The Board of Directors of Centrale del Latte di Torino – a company listed on the STAR division of Borsa Italiana, dealing in the production and sale of fresh milk, milk products and ultra-fresh products – was held today to approve the Plan of merger by incorporation of Centro Latte Rapallo S.p.A. – a 100%-subsidiary of Centrale del Latte di Torino & C S.p.A. since 1999 – (hereinafter referred to as “Incorporated party”) into Centrale del Latte di Torino & C. S.p.A.
(hereinafter referred to as “Incorporating party”), drafted pursuant to articles 2501-ter and 2505, para. 1, of the Italian Civil Code, according to the statement of equity position at 30 June 2012 for the Incorporated party and to the interim financial report at 30 June 2012 for the Incorporating party.
This merger plan was proposed with a view to streamlining organisation, with the twin aim of allowing the Incorporating party to directly carry out the activities conducted by the Incorporated party, and of increasing efficiency and cutting decision making and operating costs thanks to a leaner Group structure.
The merger plan, the financial statements for the last three FYs of the companies involved in the merger, the statement of equity position at 30 June 2012 of the Incorporated party and the interim financial report at 30 June 2012 of the Incorporating party, were filed at the registered offices of the two companies and published on the website of Centrale del Latte di Torino & C. S.p.A. pursuant to article 2501-septies of the Italian Civil Code.
Based on International Accounting Standard no. IAS 24, this merger is to be considered a transaction entered into between related parties, but taking account of the fact that the Incorporating party owns 100% of the Incorporated party, and there will be no changes to the corporate by-laws of Centrale del Latte di Torino, because there will be no increase in share capital, and consequently, pursuant to art. 2504-ter of the Italian Civil Code, none of its treasury shares will be assigned in place of the Centro Latte Rapallo shares, which as a result of the merger will therefore be cancelled without a share swap and without the payment of an adjustment in cash; there will also be no changes to the business purpose of the Incorporating party, because the activities carried out by the Incorporated party are already comprised within it. The transaction will have no effect on the safeguarding of the corporate equity or the completeness and correctness of the information, including accounting information, regarding the listed issuer Centrale del Latte di Torino & C. S.p.A.

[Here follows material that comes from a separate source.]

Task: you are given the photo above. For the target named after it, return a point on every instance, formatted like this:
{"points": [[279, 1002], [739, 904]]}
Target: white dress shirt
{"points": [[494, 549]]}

The merger shall be subject to the approval of the two Boards of Directors of the Incorporated and Incorporating parties pursuant to article 2505, para. 2, of the Italian Civil Code and to articles 12 and 8.2 of the respective Corporate By-Laws, without prejudice to the right of Members of Centrale del Latte di Torino & C. S.p.A. representing at least 5% of the share capital to request – via registered letter with return receipt sent to the legal headquarters of the Company (FAO the Chairman of the Board of Directors) within 8 days of filing or publication as per art. 2501-ter, para. 3, of the Italian Civil Code – that the decision to approve the merger be taken by the Shareholders’ Meeting.